Target Price: Rs2450
Mphasis delivered weaker-than-expected operating performance in Q3FY23. Gross revenue declined by 2.5% QoQ to USD429.4mn, reflecting continued weakness in the mortgage business and hi-tech and seasonal factors (furloughs and lesser working days) in Q3. Mphasis signed net new deals worth USD401mn (vs. USD302mn in Q2), of which ~70% is contributed by BFSI. Management indicated the deal pipeline grew by 6% QoQ/27% YoY and non-BFSI share in the pipeline increased to 44% (grew by 86% YoY) and will act as new engines of the company’s growth. Management suggested that weakness in mortgage, macro uncertainties weighing on the velocity of decision-making, and softness in select pockets are impacting the company’s growth trajectory in the near term, although it indicated that Q4 revenue growth would be better than that in Q3. We have cut our EPS estimates by 2.7-3.5% for FY23E-25E, factoring in the Q3 performance miss. Management failed to inspire confidence on sustained revenue growth acceleration, which would weigh on the stock’s performance in the near term. We maintain Buy with a TP of Rs2,450 (earlier Rs2,500), at 22x Dec-24E EPS.
Result summary: Mphasis reported a 2.5% QoQ decline in gross revenue to USD429.4mn in Q3 (-2.5% CC), below our expectations of USD440mn. In rupee terms, direct revenue was flat QoQ (-2.8% CC), while DXC revenue grew by 3.1% QoQ. EBIT margin was flat QoQ at 15.3% and was 40bps below our estimates. Net profit stood at Rs4.12bn, below our estimates of Rs4.32bn, on account of operating performance miss. Revenue growth was driven by logistics and transportation and others, which grew by 2.3% and 3.4% QoQ, respectively, in rupee terms.

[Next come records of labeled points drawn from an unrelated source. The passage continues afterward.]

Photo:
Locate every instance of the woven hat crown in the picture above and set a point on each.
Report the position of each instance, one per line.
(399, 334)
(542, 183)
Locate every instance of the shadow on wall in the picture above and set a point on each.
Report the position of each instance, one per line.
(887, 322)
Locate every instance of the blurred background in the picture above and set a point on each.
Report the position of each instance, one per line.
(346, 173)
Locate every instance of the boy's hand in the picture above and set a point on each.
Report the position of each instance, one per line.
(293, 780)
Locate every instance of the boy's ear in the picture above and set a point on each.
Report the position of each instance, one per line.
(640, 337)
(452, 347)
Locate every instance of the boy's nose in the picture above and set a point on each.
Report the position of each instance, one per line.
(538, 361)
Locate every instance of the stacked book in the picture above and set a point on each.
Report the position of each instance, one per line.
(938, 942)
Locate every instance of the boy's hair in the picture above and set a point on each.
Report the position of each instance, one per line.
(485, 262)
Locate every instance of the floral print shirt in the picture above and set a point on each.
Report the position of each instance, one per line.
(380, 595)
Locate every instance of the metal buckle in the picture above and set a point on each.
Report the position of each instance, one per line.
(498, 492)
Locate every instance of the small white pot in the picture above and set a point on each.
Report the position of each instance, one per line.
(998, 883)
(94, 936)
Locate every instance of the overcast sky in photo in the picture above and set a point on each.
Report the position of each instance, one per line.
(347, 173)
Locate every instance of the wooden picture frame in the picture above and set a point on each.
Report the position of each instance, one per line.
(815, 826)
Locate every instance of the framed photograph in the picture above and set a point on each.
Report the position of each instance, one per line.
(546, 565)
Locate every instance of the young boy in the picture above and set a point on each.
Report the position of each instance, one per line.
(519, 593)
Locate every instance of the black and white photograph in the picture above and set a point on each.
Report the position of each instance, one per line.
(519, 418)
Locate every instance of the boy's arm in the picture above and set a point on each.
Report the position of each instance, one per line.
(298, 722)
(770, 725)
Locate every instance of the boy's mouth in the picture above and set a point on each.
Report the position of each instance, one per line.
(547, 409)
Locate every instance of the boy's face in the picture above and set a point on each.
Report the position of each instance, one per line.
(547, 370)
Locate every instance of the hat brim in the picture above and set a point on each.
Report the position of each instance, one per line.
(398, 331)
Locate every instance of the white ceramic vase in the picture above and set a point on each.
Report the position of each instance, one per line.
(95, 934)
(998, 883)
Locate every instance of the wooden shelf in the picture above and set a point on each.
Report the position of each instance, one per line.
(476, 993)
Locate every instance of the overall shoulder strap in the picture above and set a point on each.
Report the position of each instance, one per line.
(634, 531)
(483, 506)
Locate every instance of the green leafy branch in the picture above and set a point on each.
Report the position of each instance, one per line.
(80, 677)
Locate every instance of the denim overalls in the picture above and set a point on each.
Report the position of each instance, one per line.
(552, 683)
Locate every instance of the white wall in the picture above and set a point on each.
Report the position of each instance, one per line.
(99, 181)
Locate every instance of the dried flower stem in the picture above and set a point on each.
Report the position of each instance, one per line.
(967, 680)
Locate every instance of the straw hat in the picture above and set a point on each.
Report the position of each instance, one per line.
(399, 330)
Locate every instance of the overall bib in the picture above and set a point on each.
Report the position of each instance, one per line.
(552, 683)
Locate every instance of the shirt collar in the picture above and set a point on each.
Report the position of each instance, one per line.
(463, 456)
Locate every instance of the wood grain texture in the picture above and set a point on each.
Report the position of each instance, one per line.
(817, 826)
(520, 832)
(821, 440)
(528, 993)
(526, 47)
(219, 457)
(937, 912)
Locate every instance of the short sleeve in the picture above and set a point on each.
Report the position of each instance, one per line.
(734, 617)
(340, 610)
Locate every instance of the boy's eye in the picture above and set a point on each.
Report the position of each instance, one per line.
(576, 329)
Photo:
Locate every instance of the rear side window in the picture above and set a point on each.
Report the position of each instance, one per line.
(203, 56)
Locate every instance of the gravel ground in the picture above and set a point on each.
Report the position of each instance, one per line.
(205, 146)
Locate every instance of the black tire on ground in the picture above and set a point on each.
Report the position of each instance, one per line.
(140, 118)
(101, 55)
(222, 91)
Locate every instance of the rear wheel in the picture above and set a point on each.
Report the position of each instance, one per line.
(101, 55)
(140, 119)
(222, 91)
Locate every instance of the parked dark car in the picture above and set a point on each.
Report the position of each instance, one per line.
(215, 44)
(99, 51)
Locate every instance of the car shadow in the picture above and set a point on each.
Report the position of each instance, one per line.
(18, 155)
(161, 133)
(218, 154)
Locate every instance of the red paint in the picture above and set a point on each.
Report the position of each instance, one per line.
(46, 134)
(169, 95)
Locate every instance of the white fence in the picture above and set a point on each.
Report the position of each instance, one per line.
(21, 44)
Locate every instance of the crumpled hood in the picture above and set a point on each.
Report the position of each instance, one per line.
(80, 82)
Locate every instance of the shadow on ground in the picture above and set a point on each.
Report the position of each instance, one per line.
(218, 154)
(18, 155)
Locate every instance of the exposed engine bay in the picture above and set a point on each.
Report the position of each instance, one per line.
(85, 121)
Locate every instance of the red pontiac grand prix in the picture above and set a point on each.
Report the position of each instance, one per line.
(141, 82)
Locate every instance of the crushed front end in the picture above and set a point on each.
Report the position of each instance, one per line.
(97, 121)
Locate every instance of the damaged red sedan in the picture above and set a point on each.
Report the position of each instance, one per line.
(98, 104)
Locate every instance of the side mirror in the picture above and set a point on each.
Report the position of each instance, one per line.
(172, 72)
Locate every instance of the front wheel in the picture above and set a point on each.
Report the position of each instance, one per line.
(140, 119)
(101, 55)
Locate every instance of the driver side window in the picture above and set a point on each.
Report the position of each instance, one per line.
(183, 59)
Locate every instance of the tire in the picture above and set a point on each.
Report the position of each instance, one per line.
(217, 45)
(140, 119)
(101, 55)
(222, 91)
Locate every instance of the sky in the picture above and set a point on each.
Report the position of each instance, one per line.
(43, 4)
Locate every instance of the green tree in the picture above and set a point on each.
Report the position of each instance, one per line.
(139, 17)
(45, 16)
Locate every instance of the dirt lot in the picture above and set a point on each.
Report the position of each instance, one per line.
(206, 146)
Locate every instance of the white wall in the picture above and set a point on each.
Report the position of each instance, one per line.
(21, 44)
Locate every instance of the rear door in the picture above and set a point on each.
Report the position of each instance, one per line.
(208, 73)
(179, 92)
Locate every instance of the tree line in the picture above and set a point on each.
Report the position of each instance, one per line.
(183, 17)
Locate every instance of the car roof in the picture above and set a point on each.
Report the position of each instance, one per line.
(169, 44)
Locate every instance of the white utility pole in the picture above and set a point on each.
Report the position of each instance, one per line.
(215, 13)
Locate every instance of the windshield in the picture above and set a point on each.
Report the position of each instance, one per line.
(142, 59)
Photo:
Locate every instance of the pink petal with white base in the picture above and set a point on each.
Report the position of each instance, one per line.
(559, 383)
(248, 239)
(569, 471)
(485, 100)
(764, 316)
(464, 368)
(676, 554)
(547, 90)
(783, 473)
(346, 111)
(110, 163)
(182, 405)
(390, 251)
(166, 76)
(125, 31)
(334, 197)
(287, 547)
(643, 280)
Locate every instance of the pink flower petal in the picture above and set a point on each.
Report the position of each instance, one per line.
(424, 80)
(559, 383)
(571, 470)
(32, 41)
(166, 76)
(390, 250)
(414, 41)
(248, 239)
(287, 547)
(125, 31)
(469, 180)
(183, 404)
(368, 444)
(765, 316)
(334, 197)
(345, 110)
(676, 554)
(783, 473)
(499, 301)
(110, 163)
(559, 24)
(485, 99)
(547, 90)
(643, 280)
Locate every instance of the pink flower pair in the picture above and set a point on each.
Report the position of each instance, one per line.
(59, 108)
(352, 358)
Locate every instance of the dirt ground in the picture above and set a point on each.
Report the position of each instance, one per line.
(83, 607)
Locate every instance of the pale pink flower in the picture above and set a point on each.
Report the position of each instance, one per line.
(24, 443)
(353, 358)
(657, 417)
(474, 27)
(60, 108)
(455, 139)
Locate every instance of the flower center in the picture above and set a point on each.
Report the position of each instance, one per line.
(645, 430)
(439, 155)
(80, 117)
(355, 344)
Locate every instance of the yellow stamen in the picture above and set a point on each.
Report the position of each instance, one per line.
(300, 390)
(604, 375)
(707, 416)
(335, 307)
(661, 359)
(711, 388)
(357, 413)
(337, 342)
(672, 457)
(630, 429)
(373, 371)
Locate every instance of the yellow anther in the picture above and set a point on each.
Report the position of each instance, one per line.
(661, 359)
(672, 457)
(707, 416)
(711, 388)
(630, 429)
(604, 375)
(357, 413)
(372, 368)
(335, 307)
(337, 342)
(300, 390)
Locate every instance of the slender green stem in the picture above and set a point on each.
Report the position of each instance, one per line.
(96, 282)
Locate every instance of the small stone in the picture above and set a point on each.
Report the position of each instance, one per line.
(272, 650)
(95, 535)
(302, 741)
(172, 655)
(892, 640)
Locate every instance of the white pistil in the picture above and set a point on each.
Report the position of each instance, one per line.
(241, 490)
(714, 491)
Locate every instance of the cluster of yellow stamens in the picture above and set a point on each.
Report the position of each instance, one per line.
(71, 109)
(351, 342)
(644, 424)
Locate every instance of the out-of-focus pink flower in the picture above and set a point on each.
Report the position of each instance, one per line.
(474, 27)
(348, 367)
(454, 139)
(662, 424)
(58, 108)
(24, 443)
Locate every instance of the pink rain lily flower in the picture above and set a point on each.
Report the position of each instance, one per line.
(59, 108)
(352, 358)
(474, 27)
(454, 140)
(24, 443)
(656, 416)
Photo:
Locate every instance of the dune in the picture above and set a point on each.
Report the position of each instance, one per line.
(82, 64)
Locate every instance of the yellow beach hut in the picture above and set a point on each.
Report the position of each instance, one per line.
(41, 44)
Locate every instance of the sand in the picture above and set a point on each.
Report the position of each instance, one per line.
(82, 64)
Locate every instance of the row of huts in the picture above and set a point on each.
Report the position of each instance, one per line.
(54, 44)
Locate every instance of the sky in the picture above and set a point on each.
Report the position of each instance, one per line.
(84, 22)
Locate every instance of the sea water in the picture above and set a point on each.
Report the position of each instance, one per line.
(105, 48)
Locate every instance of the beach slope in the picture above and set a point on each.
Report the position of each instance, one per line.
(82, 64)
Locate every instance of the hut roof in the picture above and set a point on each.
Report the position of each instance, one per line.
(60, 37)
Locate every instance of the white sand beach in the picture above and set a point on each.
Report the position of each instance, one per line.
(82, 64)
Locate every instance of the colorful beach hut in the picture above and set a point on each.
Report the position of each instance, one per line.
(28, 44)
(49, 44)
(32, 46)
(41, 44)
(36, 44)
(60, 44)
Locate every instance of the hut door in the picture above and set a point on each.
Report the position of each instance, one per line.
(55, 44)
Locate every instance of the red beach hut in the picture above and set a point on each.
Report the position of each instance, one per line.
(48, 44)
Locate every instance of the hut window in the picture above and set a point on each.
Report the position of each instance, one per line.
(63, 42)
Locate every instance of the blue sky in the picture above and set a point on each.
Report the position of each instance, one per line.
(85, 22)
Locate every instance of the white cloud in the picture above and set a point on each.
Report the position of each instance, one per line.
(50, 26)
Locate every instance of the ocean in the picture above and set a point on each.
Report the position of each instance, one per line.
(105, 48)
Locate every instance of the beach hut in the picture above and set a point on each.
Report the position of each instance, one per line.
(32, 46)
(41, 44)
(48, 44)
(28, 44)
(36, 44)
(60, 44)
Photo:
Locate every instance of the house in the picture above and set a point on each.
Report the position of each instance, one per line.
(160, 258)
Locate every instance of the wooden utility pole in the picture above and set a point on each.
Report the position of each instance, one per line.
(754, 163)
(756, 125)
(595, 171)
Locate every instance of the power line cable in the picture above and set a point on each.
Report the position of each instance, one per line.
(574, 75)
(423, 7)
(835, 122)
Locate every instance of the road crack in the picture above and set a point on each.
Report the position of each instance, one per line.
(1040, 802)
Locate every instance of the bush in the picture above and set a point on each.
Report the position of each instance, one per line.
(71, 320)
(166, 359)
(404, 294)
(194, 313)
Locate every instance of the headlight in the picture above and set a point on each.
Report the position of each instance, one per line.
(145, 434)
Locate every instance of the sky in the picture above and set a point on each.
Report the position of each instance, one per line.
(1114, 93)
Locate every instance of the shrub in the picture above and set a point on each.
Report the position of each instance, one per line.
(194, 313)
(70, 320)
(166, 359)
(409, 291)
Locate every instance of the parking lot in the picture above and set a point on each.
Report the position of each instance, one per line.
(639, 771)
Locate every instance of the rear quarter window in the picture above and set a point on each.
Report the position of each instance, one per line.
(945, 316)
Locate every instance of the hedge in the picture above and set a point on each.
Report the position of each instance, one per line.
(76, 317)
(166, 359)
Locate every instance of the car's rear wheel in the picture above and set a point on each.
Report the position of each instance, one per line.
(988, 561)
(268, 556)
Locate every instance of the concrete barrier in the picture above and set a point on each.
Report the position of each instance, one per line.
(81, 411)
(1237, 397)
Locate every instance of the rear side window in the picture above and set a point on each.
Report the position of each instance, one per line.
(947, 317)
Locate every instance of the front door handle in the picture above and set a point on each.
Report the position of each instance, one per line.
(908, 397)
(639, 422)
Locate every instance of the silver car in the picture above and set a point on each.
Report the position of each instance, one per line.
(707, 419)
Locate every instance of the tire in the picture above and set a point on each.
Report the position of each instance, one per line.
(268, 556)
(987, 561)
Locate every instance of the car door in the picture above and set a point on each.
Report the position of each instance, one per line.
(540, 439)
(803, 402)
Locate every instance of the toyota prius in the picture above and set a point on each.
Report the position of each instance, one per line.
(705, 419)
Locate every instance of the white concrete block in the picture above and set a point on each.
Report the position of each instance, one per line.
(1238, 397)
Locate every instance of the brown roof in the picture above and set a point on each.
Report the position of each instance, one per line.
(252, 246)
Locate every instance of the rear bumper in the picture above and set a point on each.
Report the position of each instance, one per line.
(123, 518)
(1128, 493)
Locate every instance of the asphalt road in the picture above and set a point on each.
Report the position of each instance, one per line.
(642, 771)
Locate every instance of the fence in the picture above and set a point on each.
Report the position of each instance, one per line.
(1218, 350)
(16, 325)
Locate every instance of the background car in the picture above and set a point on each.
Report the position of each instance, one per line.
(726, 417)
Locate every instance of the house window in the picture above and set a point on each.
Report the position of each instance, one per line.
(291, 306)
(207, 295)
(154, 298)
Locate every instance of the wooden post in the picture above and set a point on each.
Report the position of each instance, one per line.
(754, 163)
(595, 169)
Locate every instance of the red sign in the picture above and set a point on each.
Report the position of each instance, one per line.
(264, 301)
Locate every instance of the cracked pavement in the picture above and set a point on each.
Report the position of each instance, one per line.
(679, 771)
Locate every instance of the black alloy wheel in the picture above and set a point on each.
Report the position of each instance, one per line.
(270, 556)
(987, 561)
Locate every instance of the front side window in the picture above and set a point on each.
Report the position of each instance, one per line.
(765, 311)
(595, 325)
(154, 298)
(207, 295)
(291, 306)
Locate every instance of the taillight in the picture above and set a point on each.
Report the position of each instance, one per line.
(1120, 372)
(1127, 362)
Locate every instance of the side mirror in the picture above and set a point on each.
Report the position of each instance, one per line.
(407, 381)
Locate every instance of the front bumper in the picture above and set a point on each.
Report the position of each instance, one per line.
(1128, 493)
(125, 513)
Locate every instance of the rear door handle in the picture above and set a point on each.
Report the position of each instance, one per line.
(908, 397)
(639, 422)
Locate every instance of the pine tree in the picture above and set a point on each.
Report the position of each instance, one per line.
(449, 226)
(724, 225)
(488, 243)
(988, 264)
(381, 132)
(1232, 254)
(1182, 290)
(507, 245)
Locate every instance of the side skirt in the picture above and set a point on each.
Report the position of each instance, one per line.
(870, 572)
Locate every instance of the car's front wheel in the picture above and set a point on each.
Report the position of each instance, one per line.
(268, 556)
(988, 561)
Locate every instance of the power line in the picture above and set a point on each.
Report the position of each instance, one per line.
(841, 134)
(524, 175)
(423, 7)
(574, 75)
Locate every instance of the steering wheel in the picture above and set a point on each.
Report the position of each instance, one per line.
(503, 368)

TMT, insurance, and BFS reported muted sequential growth in Q3. Geographically, growth was led by EMEA (2.9% QoQ) and India (4.1%), while growth in Americas was flat QoQ and RoW declined sequentially by 3.1%. Mphasis signed net new deals worth USD401mn, the second highest on record, of which 74% are in new-gen services. The company won five large deals in Q3, which is the highest ever on record to date. Mphasis has guided for EBITM to be at 15.25-17% in Q4. What we like: Robust deal intake (USD401mn); strong deal pipeline (up 6% QoQ, 27% YoY); and steady progress across client buckets. What we did not like: Operating performance miss; softness in BFS, insurance, and TMT; and weak cash conversion (OCF/EBITDA at ~60% in Q3 and ~65% in 9M).
Earnings call KTAs: 1) Mortgage business (Digital Risk) revenue contribution is ~8.8% of Q3 revenue. Within DR revenue mix, contribution of the most vulnerable segment, origination, declined to ~20% of DR’s revenue and is below 2% of the company’s overall revenue. 2) DXC’s contribution to the overall revenue is ~4.8% and, given the low and declining contribution of DXC to the revenue, the company’s overall growth is reflective of the direct business growth. 3) The company shared that most of its deal pipeline is tribe-driven and grew by 6% QoQ. 4) Management indicated that the largest deal signed in Q3 was from one of the top-10 customers. The company signed a large deal in the healthcare vertical, which was signed with a new customer. 5) Utilization (excluding trainees) was at 74% and management expects it to trend upwards and sees headroom for 300-400 bps improvement. 6) The company continues to invest in consolidating positions in select growth accounts and has witnessed continued share gains with key clients; Top-5 and Top-10 accounts grew by 20.6% and 19.8% YoY, respectively. 7) It added 4 new clients in Q3. NCA continues to lead growth in direct and grew 30% YoY. 8) Offshore mix improved by ~160bps QoQ to 44.8%.